There was just an article published last week in The New England Journal of Medicine. I believe the title was called the name of the dog. And it's all about the experience of a resident from the perspective of someone who, because they've spent so many hours in a small room with no windows in an environment where you're always going patient to patient, very high stress, the resident took a step back. And they realized that they had lost sight of why they went into medicine. And they lost sight of that human connection.
And it was all about be yourself. And if you were having a conversation in a normal environment, you'd get to know someone's family. You'd get to know the name of their dog and to really try to incorporate that into your experience as a doctor and into how you care for patients.
So those are just some of the examples of what we are looking to do in the organization. And we're trying to do it in a way that is really standardized across all 10 of our hospitals. That is our motto. It's about what we say is standardization, virtualization, and regionalization. Those are the three focus areas for everything we do as an organization.
And we do this by bringing all of our employees together, setting at the beginning of the year what our goals are that we're looking to accomplish, and then through a variety of different programs, whether it be communication sessions or another innovative program that we have called patient safety Fridays where all of our front line managers get together to talk about ideas, goals, what we're looking to focus on in patient experience, and then go out and round and spread that message.

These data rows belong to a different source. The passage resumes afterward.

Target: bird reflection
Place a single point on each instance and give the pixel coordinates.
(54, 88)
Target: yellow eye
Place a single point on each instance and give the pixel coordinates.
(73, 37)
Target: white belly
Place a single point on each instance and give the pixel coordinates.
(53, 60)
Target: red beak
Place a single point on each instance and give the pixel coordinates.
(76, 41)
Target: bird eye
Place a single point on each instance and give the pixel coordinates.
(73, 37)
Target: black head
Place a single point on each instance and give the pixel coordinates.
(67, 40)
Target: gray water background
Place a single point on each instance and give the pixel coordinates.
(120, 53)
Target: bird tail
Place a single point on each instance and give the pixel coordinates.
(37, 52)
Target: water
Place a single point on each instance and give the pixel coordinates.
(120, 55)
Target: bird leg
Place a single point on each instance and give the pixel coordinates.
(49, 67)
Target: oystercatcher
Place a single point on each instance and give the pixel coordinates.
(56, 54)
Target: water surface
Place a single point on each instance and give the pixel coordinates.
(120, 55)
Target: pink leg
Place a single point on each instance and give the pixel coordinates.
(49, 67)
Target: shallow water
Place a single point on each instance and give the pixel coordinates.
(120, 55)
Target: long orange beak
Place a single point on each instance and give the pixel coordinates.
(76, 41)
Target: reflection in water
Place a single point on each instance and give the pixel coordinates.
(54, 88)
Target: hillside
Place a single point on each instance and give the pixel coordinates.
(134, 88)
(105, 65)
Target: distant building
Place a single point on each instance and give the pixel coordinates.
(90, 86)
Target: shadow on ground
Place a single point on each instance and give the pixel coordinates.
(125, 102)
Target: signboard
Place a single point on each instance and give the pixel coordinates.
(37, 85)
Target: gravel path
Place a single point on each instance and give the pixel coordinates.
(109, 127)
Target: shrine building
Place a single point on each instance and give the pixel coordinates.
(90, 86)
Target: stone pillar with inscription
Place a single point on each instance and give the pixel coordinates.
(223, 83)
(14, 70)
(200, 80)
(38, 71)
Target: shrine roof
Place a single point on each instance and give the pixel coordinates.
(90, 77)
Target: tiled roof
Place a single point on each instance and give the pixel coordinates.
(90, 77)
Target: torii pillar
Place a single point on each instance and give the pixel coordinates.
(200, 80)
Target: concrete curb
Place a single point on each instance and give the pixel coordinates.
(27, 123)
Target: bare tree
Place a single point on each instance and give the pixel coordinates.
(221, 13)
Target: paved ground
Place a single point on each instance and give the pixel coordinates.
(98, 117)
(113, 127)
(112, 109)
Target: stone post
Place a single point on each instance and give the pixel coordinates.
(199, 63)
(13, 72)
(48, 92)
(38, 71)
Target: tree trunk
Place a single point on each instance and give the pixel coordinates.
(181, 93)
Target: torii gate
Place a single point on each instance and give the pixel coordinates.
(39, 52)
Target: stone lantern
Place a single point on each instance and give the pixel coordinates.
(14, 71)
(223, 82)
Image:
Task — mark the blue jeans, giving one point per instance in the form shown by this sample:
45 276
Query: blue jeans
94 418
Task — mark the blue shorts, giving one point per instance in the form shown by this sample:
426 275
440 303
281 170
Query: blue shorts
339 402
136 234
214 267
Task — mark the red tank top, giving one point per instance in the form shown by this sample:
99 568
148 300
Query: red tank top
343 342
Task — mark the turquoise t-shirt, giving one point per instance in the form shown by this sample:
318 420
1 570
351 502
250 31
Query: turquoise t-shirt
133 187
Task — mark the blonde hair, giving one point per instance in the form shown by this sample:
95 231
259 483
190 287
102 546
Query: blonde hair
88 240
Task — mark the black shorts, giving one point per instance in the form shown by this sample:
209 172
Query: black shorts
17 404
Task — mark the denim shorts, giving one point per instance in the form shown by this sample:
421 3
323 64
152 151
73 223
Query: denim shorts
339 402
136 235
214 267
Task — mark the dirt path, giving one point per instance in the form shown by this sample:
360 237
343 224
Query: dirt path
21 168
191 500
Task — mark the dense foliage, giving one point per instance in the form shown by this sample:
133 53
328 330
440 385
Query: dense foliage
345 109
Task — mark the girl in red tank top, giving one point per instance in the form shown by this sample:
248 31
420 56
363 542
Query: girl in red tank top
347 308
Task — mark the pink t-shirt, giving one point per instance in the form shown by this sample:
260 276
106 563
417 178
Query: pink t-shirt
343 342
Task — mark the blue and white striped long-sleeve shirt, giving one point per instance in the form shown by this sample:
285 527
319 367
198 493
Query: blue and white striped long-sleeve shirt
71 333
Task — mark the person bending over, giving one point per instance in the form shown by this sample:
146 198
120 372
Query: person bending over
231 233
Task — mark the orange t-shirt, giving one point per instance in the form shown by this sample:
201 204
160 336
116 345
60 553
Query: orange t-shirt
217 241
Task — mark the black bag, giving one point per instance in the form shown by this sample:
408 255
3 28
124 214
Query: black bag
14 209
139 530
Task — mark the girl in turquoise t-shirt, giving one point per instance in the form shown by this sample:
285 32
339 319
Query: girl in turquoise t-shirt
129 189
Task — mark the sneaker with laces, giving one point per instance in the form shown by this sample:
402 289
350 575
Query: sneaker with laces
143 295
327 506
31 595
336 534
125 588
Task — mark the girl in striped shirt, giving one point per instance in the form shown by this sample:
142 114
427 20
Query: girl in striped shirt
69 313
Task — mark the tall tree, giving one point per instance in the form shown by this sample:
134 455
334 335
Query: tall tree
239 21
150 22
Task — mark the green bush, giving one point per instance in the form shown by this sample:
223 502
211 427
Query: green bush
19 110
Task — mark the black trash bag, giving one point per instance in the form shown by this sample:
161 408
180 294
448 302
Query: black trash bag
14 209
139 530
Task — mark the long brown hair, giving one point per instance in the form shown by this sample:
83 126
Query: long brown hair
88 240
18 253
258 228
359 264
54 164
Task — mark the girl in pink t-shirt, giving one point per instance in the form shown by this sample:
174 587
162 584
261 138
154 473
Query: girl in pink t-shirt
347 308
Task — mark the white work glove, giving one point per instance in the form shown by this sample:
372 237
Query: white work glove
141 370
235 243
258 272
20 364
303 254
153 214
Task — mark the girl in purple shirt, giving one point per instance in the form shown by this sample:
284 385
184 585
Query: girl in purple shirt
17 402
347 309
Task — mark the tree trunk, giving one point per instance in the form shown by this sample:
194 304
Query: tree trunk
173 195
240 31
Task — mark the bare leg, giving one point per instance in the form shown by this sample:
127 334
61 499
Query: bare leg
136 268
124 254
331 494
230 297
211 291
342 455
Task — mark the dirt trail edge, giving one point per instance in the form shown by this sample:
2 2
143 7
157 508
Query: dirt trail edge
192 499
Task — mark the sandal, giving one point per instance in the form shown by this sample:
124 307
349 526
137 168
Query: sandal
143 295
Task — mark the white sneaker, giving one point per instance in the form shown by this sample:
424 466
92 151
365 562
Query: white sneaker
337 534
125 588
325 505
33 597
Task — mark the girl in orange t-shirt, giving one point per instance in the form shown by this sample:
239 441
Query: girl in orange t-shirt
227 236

This is the format. This is the program that we use to build that standardized way to roll out the new ways, the innovations. And then we also have various different checks and programs. A management system is what we call it.
We have daily huddles where every day we have our front line managers coming together. And the question that is asked is, are we ready for that next patient? And we go through our staff. And we go through any individual issues that may be taking place on the unit.

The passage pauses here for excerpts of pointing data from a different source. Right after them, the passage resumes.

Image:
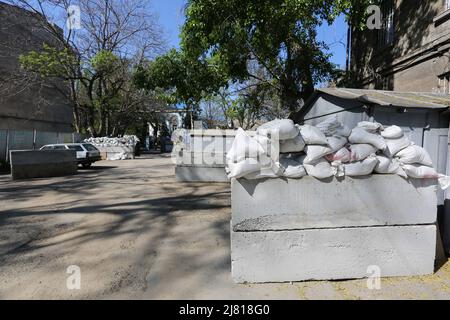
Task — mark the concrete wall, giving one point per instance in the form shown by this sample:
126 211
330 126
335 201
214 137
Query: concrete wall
202 158
332 254
200 174
306 229
307 203
418 55
41 164
32 140
26 105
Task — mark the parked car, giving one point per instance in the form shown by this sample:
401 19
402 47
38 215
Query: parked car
87 154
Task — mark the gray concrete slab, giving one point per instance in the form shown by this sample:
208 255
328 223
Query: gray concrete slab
331 254
42 164
308 203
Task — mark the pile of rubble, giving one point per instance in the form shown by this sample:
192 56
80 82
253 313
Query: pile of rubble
128 141
282 149
120 148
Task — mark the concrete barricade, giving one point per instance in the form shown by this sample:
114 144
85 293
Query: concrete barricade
308 203
42 164
203 158
305 229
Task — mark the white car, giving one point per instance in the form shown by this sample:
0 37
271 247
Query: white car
87 154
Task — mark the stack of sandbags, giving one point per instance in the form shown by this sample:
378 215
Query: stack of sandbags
414 160
283 149
325 144
365 142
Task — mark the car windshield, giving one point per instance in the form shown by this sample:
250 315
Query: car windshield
90 147
75 147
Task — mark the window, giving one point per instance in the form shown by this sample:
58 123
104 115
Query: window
387 31
444 84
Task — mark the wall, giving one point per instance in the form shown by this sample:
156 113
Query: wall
418 55
32 140
26 104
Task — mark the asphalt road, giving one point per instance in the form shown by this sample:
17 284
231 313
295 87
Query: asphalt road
134 233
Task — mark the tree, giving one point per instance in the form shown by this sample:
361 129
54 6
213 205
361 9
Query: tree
97 61
278 35
180 80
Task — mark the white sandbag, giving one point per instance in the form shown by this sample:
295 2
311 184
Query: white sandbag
273 170
371 127
343 132
343 156
242 168
361 168
333 127
394 146
414 155
418 171
313 135
392 132
284 129
244 147
296 144
360 152
359 135
271 147
387 165
315 152
293 167
320 169
336 142
329 126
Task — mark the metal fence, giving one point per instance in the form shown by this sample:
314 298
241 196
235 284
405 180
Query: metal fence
32 140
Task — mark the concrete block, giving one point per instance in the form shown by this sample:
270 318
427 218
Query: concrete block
331 254
308 203
189 158
200 174
42 164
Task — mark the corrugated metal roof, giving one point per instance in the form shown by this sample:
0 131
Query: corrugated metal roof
391 98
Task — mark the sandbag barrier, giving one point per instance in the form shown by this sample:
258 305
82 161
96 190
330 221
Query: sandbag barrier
282 149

And all that information then gets fed up to various different counsels, various different departments so that we make sure we are addressing the issues real time. And if it's a more systematic issue, we're working it through this collaborative council.

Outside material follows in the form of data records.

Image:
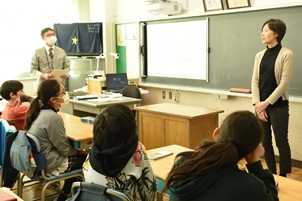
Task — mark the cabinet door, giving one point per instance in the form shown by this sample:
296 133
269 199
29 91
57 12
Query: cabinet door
151 130
176 131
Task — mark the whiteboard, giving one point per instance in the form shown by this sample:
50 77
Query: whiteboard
178 49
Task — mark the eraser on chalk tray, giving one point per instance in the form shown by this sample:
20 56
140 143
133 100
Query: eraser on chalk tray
241 90
89 120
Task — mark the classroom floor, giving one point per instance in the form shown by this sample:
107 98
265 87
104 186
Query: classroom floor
33 193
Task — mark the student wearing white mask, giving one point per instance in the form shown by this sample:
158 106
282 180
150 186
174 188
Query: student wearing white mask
48 58
43 122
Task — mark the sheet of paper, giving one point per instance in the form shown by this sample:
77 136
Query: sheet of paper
58 72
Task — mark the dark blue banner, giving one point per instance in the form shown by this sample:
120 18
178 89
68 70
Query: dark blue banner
80 39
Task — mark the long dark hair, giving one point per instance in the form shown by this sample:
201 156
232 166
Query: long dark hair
114 126
239 135
46 90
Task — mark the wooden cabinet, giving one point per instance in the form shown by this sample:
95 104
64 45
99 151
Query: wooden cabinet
166 124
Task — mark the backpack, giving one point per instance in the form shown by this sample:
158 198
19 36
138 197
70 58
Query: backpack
26 155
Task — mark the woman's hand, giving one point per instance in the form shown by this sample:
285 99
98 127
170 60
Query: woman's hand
261 106
255 155
263 116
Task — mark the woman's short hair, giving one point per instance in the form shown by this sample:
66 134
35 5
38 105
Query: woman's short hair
277 26
114 126
48 89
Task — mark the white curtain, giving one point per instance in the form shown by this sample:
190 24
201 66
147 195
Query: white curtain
21 24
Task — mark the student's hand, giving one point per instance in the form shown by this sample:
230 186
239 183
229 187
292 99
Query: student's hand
17 102
263 116
64 76
261 106
255 155
82 151
47 76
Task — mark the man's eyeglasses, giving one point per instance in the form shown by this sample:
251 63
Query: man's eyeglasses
49 35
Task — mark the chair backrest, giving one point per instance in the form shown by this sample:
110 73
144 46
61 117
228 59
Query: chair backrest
131 91
81 191
5 128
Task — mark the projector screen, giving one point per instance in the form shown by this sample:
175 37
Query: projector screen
177 49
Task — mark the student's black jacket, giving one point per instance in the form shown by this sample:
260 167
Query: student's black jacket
227 184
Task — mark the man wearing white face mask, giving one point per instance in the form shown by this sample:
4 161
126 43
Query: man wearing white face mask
48 58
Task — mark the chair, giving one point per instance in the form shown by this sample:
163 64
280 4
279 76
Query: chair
133 92
6 129
82 191
41 165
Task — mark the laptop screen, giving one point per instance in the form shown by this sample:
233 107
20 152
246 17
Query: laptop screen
116 81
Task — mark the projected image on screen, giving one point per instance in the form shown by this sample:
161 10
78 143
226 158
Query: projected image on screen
116 81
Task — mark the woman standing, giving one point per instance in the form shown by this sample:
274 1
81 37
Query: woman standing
273 70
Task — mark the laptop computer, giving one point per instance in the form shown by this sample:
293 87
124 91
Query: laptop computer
116 81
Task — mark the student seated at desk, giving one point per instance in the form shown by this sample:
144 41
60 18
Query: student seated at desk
211 171
117 159
43 122
14 111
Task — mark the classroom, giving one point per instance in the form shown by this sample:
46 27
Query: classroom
224 68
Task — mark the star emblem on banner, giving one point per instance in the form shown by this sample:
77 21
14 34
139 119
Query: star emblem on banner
74 40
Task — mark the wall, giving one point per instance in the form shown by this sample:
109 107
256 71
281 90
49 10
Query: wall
134 10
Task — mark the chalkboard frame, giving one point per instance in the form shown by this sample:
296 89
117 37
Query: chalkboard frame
234 40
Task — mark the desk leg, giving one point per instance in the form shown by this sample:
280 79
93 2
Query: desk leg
159 196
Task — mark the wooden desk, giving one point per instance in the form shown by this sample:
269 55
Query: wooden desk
288 189
8 191
165 124
79 133
83 108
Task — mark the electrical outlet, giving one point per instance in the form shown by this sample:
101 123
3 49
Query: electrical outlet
175 96
163 94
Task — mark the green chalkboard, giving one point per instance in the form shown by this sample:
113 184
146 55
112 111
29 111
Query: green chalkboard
234 40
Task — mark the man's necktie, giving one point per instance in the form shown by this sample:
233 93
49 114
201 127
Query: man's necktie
50 52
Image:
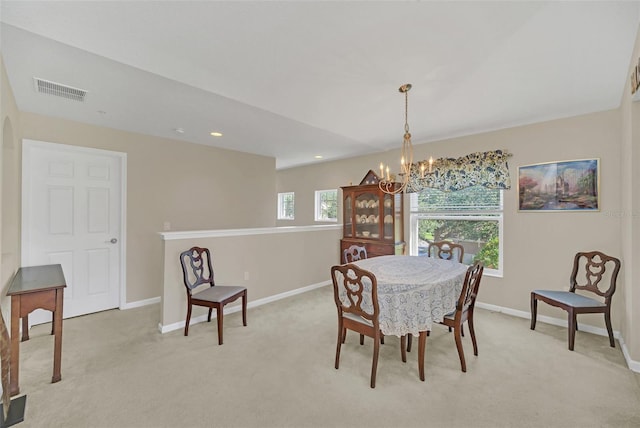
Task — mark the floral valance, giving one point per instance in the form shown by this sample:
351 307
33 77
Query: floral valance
488 169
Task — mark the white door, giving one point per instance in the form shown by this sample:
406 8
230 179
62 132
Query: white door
72 214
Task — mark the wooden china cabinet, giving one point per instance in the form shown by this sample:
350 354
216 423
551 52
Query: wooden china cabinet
372 218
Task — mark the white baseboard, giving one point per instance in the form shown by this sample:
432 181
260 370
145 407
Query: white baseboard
140 303
632 364
180 325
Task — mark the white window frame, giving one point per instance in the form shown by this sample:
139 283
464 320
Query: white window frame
479 215
318 206
281 206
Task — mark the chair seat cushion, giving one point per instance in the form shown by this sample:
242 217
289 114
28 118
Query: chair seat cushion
357 318
569 298
218 293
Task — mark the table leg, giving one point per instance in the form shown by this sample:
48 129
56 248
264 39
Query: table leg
422 342
57 331
25 328
14 388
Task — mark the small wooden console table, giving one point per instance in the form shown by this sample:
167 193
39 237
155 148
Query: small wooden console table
35 287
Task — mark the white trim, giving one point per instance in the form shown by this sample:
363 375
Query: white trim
281 197
633 365
191 234
317 216
141 303
180 325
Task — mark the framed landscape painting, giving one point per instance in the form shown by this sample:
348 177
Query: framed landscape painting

So this is something that is interesting that I saw the other day. And I think that it's really fundamental to what we are now starting to do as we explore in innovation and new program. Oftentimes, we come up with new ideas. We come up with pilots. And we think it's great. But is it really solving the problem that we are setting out to address?
About 25 years ago, the Washington Monument was disintegrating. And the question was asked why. And initially, they thought it was due to the use of corrosive chemicals. Why were they using corrosive chemicals? And the reason was to clean up the pigeon poop.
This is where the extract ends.